Para Bataille (1975, p.14) nessa história da vida, o homem desempenha um papel eminente
com dupla razão que por um lado faz uso da técnica humana que abre caminhos para novas
possibilidades, assim como feito na natureza pela “ramagem de árvores” e por outro lado é de
todos os seres vivos, o mais apto a consumir, intensamente, luxuosamente, o excedente de
energia, isso significa uma facilidade infinita de consumo inútil, que estimula a multiplicação de
indústrias, que consomem em ritmo elevado a energia do mundo.
2
o grande desafio passa por questões de como viver no planeta daqui em diante
no contexto das acelerações das mutações técnico-científicas com um
crescimento demográfico redobrado [...] que por um lado temos a capacidade
de resolver os problemas ecológicos dominantes com a técnica e a ciência, e do
outro lado somos incapazes de direcionar as forças sociais, com as suas
diversas formações subjetivas construídas para apropriar desses meios para
torná-los operativos (GUATTARI, 2001, p.2-12).
A degradação do meio ambiente não é democrática e os seus efeitos afetam a todos e não haverá
uma resposta à crise ecológica a não ser em escala planetária. É nesta oposição de atitudes e
posturas (de pensar um mundo para as pessoas) que surgem os movimentos como resistências e
protestos de pessoas afetadas e, logo são transformados em lutas por controle coletivo dos
recursos, ou até mesmo pela autodeterminação de suas próprias condições nas lutas contra as
formas predadoras dos recursos naturais.
Belo Horizonte e a arborização
Com a instalação da República no Brasil em 15 de novembro de 1889, revigorou-se a ideia da
transferência da capital do Estado de Minas Gerais, de Ouro Preto para uma nova cidade.
Para Letícia Julião (1992) em seu texto “Belo Horizonte: itinerários da cidade moderna (18911920)”,
A possibilidade de fundar uma nova cidade instigou as mentes
contemporâneas, que projetaram em suas falas seus sonhos e ideais de vida
social.

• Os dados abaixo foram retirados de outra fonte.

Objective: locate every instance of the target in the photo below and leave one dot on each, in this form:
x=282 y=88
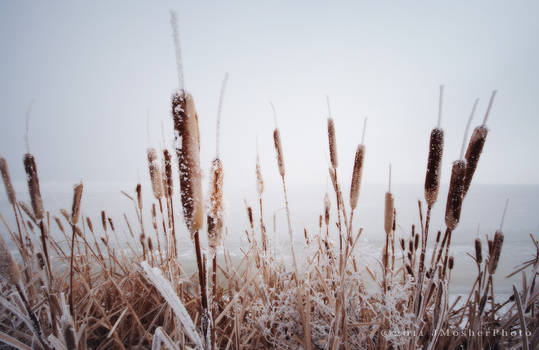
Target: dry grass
x=86 y=290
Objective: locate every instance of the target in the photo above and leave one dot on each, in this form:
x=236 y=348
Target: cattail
x=111 y=223
x=327 y=208
x=356 y=176
x=155 y=173
x=104 y=220
x=332 y=143
x=494 y=256
x=432 y=179
x=9 y=270
x=216 y=207
x=10 y=191
x=168 y=173
x=455 y=194
x=279 y=150
x=90 y=225
x=33 y=185
x=138 y=189
x=475 y=146
x=187 y=139
x=388 y=219
x=75 y=210
x=478 y=251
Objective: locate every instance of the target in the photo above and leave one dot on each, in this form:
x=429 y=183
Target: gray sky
x=96 y=68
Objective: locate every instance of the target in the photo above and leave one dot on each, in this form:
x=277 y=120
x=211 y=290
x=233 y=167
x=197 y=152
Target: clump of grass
x=122 y=295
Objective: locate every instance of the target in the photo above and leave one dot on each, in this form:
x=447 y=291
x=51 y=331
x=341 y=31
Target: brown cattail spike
x=432 y=179
x=187 y=140
x=75 y=209
x=155 y=173
x=9 y=270
x=332 y=139
x=33 y=185
x=478 y=251
x=10 y=191
x=494 y=256
x=388 y=218
x=455 y=194
x=168 y=173
x=216 y=210
x=356 y=176
x=473 y=152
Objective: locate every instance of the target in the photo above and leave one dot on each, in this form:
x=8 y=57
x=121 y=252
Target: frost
x=164 y=287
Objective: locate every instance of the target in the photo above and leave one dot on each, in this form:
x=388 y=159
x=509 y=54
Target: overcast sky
x=95 y=69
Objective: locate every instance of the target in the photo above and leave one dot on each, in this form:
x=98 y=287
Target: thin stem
x=489 y=106
x=440 y=105
x=468 y=128
x=219 y=109
x=176 y=36
x=363 y=133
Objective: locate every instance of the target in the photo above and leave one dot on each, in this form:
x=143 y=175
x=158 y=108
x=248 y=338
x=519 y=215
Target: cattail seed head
x=327 y=208
x=455 y=194
x=138 y=189
x=216 y=207
x=473 y=152
x=388 y=218
x=90 y=225
x=478 y=251
x=279 y=150
x=10 y=191
x=332 y=143
x=155 y=173
x=494 y=256
x=75 y=209
x=356 y=176
x=104 y=220
x=168 y=173
x=33 y=185
x=187 y=138
x=9 y=270
x=432 y=179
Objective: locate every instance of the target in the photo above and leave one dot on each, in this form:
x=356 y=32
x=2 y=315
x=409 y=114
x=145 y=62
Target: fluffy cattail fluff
x=494 y=256
x=75 y=210
x=432 y=179
x=9 y=270
x=279 y=150
x=327 y=208
x=155 y=173
x=332 y=143
x=7 y=182
x=33 y=185
x=168 y=173
x=356 y=176
x=473 y=152
x=478 y=251
x=388 y=218
x=216 y=208
x=187 y=140
x=455 y=194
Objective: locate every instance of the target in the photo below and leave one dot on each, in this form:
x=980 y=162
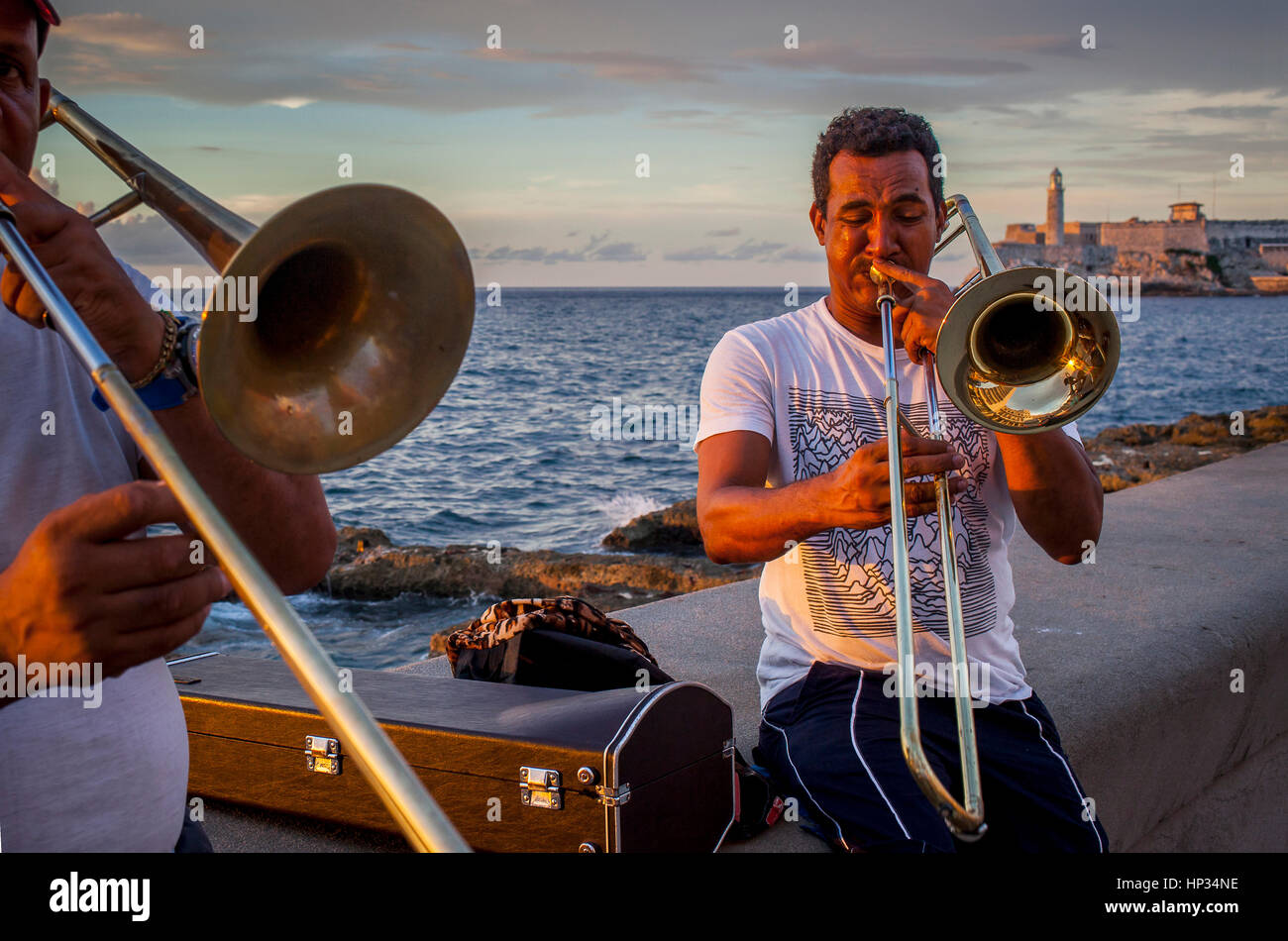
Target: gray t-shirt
x=75 y=778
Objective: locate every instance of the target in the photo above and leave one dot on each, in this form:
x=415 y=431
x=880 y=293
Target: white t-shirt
x=816 y=391
x=76 y=779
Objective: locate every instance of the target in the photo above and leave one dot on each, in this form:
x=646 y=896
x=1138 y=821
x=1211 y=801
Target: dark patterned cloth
x=506 y=619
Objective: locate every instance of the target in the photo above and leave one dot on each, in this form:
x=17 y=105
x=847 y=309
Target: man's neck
x=861 y=323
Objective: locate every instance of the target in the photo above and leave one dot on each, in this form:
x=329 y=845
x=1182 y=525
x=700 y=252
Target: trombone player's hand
x=919 y=308
x=82 y=266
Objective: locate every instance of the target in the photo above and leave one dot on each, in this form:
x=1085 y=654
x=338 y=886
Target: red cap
x=47 y=12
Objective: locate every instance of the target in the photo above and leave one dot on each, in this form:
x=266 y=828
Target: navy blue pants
x=832 y=742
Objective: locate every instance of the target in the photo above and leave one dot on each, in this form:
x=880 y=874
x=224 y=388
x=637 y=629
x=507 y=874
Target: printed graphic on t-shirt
x=849 y=573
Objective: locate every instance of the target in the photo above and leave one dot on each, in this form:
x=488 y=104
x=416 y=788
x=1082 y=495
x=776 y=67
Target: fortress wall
x=1247 y=232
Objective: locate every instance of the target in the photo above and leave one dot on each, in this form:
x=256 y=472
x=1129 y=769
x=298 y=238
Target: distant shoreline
x=660 y=554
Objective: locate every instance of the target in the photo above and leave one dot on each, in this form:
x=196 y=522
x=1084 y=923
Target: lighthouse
x=1055 y=209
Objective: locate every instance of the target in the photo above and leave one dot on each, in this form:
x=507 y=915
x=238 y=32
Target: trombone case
x=516 y=769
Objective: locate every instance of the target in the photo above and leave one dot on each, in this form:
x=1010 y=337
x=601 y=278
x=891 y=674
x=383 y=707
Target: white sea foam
x=622 y=507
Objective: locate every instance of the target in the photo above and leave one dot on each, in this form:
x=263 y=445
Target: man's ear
x=818 y=219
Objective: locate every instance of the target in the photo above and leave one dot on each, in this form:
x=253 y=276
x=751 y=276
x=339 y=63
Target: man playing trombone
x=798 y=402
x=75 y=587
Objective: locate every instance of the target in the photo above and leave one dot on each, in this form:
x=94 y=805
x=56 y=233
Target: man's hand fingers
x=141 y=647
x=141 y=609
x=900 y=273
x=120 y=511
x=29 y=306
x=919 y=465
x=142 y=563
x=909 y=445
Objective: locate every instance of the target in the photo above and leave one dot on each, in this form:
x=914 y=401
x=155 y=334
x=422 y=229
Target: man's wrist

E a capital ia sendo, assim desenhada no território da utopia. Em
particular, as representações urbanas estavam estreitamente associadas ao
universo ideológico republicano (JULIÃO, 1992, p.10).

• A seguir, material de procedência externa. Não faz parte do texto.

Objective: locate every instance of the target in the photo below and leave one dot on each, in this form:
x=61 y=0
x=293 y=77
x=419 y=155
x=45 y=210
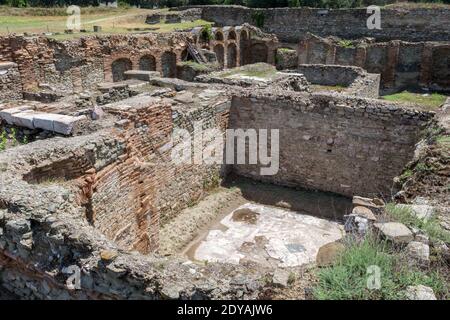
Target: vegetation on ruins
x=430 y=226
x=206 y=33
x=258 y=18
x=431 y=101
x=347 y=279
x=346 y=43
x=248 y=3
x=3 y=140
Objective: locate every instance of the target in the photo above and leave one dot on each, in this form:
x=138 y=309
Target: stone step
x=24 y=116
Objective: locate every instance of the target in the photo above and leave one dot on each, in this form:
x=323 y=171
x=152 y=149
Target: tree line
x=175 y=3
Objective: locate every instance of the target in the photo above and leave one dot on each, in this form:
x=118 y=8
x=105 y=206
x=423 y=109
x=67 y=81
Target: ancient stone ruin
x=88 y=181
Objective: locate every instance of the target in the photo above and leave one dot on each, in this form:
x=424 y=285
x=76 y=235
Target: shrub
x=347 y=278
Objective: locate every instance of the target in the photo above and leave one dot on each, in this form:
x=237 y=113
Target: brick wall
x=339 y=144
x=144 y=188
x=10 y=84
x=401 y=64
x=292 y=24
x=79 y=64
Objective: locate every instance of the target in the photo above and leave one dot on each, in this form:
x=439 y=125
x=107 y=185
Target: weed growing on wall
x=206 y=34
x=348 y=278
x=3 y=140
x=430 y=226
x=259 y=18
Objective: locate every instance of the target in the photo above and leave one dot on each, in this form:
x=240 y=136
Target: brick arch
x=147 y=62
x=259 y=53
x=220 y=53
x=169 y=64
x=244 y=35
x=218 y=36
x=232 y=55
x=118 y=68
x=232 y=35
x=244 y=46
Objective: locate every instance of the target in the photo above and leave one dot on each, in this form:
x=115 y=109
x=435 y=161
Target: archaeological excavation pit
x=90 y=178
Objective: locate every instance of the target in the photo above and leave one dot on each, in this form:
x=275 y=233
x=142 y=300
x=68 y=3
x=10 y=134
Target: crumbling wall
x=146 y=187
x=10 y=84
x=237 y=46
x=79 y=64
x=355 y=80
x=331 y=143
x=402 y=65
x=293 y=24
x=46 y=240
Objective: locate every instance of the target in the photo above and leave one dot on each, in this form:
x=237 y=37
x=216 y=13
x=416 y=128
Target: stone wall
x=144 y=198
x=292 y=24
x=356 y=81
x=332 y=143
x=80 y=64
x=10 y=82
x=45 y=236
x=401 y=64
x=237 y=46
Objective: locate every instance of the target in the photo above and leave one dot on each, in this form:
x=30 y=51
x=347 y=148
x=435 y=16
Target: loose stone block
x=394 y=231
x=7 y=114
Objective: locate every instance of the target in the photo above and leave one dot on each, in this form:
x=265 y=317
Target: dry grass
x=112 y=21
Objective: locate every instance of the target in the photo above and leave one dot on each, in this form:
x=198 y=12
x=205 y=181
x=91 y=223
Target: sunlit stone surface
x=267 y=235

Nos discursos, a percepção de que se vivia o marco zero de um novo tempo, associado à virada
do século, a mudança do Império para República, “acessavam para a possibilidade de se instituir
uma nova ordem social” (JULIÃO, 1992, p.11), aquele novo tempo de transição com estímulo
de sentimentos que propagavam nos meios políticos e intelectuais de rompimento com a
herança colonial, despertando o desejo e a confiança na ideia do desenvolvimento.
Belo Horizonte foi uma cidade planejada e inaugurada em 12 de dezembro de 1897, já nasceu
capital do estado de Minas Gerais (MOURÃO, 1970, p. 9; ROMANO, 1997, p.20).
A nova cidade foi fundada em duas perspectivas históricas. Para os otimistas a nova cidade era
uma obra capaz de atrair o desenvolvimento e superar a nova ordem como uma “cidade vitrine”
e exibir os aspectos da modernidade. Aqueles que não tinham o mesmo otimismo, e via apenas
um impulso material e simbólico, uma estratégia salvacionista do Estado a beira de uma
estagnação econômica e ameaçado por separatismo regional. “Patriotismo, democracia,
progresso e povo compunham, assim, um repertorio de signos, a partir dos quais os discursos
procuravam criar sentimento de identidade regional” (JULIÃO, 1992, p.26).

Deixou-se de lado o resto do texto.